D'emblée, M. Hamid Derradj a pris la parole pour dire que la célébration de cette journée commémorative n'est pas l'affaire d'un mouvement, mais de tout le peuple algérien, car il s'agit du recouvrement de son identité. Il ajoutera que le collectif, dont il est le porte-parole, œuvrera non seulement à l'officialisation de cette langue, mais aussi à son enseignement à l'échelle nationale. " Nous ne voulons pas qu'elle soit facultative. Tamazight sera généralisée pacifiquement, car la violence ne rapportera rien", a-t-il clamé. Et d’ajouter : " Officialiser Tamazight, c'est renforcer notre unité nationale". « Nous devons poursuivre ce combat, car il y va de notre existence », conclut-il. Ensuite, la parole a été donnée à l'invité de M'Sila. " Lutter pour Tamazight est un  acte militant. Nous n'attendons pas que d'autres viennent lutter à notre place. Ce que nous faisons va dans ce sens. Il faut faire tout pour la promouvoir. C'est un combat qui n'est pas facile, mais il est possible avec tout ce que nous possédons comme élites et militants. Nous appelons les associations, les citoyens, les artistes et tous les éléments actifs de la société à participer à cette démarche. Il faut toujours regarder loin, sans oublier de jeter des regards dans le rétroviseur", dira, de son côté, M. Saïd Boudabel. Le même orateur est revenu sur le combat amazigh, en général, et sur ce que fait le Collectif national autonome pour la promotion de la langue amazighe, en particulier. " Nous n'avons pas besoin que Tamazight soit utilisée à des fins politiciennes", ajoutera-t-il. Quant à M. Ahcène Chérifi, il est allé droit au but en demandant de laisser les militants de cette langue avancer et ne pas les perturber en la politisant.

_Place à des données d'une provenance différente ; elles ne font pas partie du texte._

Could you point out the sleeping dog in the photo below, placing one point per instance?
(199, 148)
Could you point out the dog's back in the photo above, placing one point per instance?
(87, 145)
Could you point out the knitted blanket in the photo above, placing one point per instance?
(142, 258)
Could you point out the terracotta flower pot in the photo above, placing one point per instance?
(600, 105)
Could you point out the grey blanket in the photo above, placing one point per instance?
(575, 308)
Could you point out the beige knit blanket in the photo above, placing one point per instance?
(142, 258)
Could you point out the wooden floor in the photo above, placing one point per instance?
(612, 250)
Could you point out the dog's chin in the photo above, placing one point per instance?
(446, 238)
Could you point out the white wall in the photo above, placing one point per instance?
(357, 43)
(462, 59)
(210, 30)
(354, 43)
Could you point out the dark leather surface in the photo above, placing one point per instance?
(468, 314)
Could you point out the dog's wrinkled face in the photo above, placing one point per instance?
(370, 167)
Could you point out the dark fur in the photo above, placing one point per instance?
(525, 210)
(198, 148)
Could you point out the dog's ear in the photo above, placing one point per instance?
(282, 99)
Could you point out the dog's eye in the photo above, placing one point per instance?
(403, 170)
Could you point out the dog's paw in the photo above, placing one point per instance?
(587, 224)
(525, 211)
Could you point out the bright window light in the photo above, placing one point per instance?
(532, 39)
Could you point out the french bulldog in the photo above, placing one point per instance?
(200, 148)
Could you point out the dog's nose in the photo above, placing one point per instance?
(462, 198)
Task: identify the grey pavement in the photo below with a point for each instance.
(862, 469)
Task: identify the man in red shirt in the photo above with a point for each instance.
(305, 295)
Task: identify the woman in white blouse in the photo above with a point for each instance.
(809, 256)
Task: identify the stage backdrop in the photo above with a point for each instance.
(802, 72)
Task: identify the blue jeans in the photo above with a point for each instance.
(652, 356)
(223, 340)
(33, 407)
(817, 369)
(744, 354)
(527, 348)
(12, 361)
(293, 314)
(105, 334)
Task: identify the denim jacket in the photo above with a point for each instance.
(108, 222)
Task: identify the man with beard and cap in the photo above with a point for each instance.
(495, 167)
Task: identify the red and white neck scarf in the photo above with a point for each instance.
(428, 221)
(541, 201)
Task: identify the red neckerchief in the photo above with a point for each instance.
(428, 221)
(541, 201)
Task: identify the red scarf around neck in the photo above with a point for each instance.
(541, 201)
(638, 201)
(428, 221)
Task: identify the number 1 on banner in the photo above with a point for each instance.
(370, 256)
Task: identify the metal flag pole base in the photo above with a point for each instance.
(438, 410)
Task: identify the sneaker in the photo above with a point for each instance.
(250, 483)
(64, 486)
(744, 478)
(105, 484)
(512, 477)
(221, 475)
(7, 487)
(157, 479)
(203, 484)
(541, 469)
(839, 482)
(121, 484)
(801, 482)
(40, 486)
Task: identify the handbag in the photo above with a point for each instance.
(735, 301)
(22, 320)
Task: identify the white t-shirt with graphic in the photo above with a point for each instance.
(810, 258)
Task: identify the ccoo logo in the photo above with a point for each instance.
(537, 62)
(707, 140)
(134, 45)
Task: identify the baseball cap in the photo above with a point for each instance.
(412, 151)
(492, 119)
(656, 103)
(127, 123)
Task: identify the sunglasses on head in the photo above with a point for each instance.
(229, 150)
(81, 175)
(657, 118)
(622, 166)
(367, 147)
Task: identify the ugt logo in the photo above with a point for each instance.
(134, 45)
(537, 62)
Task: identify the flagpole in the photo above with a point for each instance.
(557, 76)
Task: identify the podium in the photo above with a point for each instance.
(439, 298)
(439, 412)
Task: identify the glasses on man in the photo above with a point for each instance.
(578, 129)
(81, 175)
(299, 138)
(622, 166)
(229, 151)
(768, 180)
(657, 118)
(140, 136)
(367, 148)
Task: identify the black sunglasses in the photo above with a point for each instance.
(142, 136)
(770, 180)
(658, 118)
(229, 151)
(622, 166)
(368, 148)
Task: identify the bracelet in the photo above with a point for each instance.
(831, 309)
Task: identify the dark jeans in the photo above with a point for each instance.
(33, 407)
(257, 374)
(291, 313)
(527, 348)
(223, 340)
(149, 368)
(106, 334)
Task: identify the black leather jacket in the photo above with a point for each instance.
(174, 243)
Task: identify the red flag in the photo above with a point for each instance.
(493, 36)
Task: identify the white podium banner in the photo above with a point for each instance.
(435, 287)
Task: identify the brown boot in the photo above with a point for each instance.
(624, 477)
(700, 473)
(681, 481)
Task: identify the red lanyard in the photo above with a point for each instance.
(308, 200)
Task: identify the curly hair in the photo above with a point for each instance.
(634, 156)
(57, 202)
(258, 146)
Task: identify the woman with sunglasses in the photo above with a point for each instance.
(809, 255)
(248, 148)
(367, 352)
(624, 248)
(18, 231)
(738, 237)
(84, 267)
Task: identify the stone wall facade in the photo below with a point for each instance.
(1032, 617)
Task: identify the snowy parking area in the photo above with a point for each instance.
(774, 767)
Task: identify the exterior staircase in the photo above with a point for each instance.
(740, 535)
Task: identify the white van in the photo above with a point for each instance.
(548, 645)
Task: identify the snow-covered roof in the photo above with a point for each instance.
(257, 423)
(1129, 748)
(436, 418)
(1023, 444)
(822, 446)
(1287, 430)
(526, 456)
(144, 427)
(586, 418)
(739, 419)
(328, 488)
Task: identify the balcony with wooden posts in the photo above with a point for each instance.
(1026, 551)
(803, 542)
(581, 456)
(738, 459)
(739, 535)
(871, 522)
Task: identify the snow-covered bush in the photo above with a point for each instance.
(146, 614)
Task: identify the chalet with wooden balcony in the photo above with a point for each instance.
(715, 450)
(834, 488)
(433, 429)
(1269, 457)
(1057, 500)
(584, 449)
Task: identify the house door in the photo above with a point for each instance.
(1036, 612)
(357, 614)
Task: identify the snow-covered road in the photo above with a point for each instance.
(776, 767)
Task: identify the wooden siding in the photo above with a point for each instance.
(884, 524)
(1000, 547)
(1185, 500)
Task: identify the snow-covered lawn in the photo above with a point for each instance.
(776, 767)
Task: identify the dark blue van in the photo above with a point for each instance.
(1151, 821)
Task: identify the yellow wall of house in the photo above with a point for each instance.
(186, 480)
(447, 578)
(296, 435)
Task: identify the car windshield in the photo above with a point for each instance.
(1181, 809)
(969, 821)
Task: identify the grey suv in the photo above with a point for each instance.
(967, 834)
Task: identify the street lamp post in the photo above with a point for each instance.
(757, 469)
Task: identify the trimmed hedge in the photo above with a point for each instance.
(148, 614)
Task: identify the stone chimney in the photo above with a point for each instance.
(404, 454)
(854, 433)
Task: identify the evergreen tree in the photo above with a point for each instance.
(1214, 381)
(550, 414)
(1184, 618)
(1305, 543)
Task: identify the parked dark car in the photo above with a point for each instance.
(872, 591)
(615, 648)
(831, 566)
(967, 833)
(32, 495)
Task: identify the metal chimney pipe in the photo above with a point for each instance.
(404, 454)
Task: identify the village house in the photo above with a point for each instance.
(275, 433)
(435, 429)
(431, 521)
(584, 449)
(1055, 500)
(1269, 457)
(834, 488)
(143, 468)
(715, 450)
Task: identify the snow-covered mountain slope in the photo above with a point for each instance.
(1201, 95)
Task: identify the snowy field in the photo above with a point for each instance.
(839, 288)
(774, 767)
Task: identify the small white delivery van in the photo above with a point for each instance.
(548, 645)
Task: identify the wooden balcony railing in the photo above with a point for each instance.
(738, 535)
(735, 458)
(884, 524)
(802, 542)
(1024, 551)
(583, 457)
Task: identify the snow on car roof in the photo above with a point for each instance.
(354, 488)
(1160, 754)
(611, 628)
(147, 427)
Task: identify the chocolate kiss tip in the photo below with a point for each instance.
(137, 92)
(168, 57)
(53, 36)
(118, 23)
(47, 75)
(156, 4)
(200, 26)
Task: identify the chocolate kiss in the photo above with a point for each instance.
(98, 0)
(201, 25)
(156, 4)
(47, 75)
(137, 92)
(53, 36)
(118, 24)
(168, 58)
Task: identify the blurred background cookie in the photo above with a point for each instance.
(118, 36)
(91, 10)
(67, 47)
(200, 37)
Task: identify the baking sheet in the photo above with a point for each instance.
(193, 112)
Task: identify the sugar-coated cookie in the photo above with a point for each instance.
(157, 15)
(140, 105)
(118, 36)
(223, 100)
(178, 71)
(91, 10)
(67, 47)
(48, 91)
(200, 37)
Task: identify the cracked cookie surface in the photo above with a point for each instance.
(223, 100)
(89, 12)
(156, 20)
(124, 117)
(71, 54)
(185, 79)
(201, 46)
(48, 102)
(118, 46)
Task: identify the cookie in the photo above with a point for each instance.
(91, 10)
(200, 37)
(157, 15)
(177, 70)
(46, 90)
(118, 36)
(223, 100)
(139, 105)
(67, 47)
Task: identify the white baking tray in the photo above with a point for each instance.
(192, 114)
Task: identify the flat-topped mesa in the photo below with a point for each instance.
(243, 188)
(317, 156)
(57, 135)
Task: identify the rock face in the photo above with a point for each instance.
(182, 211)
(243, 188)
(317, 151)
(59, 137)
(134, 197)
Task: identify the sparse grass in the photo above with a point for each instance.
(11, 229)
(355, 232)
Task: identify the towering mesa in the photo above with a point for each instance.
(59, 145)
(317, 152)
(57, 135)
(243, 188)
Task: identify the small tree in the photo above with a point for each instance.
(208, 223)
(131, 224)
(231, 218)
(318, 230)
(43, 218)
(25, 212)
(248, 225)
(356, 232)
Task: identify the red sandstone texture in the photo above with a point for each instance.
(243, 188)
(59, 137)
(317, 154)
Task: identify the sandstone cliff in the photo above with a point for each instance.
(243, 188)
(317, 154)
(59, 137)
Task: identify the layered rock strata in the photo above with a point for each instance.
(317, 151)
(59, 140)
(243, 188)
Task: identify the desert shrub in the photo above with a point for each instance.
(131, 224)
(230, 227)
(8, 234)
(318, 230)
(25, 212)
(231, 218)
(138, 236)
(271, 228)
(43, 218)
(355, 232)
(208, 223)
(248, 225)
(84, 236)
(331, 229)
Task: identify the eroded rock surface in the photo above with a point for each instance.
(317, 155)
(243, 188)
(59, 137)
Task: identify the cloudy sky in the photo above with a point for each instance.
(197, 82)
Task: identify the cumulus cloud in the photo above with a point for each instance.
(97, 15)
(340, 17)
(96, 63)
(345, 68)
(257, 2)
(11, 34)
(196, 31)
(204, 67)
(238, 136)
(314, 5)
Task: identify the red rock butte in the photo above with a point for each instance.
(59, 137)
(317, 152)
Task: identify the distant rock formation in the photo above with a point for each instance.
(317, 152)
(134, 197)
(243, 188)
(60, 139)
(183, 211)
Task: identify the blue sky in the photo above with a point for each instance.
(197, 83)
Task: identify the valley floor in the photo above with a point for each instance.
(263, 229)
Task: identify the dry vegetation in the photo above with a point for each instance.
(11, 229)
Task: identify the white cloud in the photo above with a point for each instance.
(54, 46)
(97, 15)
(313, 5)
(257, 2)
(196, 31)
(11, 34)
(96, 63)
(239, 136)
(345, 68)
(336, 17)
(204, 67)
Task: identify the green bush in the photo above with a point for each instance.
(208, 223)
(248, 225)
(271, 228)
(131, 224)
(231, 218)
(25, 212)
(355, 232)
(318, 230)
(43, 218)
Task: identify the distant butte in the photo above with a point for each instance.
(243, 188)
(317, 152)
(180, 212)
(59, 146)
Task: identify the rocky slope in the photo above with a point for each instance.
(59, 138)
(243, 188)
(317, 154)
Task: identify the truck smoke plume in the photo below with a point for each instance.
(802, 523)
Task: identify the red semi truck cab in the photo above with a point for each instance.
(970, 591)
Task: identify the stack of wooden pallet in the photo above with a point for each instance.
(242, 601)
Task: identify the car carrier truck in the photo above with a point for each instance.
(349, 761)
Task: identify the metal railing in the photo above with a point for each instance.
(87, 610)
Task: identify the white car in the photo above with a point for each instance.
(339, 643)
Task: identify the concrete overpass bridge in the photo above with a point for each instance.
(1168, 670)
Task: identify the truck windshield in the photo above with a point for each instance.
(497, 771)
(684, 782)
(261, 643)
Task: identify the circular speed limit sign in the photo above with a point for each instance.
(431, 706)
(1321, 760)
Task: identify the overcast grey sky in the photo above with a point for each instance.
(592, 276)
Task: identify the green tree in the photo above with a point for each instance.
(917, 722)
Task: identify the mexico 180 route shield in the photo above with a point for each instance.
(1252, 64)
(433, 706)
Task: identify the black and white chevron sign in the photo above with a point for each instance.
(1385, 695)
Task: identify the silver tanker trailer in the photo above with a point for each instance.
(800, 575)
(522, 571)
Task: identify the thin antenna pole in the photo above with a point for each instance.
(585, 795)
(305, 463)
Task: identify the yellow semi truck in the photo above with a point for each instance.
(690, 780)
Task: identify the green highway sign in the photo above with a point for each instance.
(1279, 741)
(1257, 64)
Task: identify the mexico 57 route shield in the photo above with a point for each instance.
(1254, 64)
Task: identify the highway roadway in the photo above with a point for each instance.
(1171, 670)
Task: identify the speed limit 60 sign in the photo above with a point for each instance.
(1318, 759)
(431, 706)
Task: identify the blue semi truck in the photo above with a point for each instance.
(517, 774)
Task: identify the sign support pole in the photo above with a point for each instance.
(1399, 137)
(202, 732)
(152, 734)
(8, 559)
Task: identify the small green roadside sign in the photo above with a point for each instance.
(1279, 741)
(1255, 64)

" Il y a une différence entre celui qui milite pour Tamazight et celui qui veut arracher des privilèges avec Tamazight. Nous devons conjuguer nos efforts pour son officialisation, car cette action ne concerne pas seulement un collectif ou une association. C'est le devoir de tout un chacun. Il est temps d'avancer sur le chemin tracé par nos grands militants, depuis des décennies", a-t-il dit. En tout cas, tous les intervenants étaient unanimes sur un point : l'officialisation de Tamazight ne fera que renforcer l'unité nationale.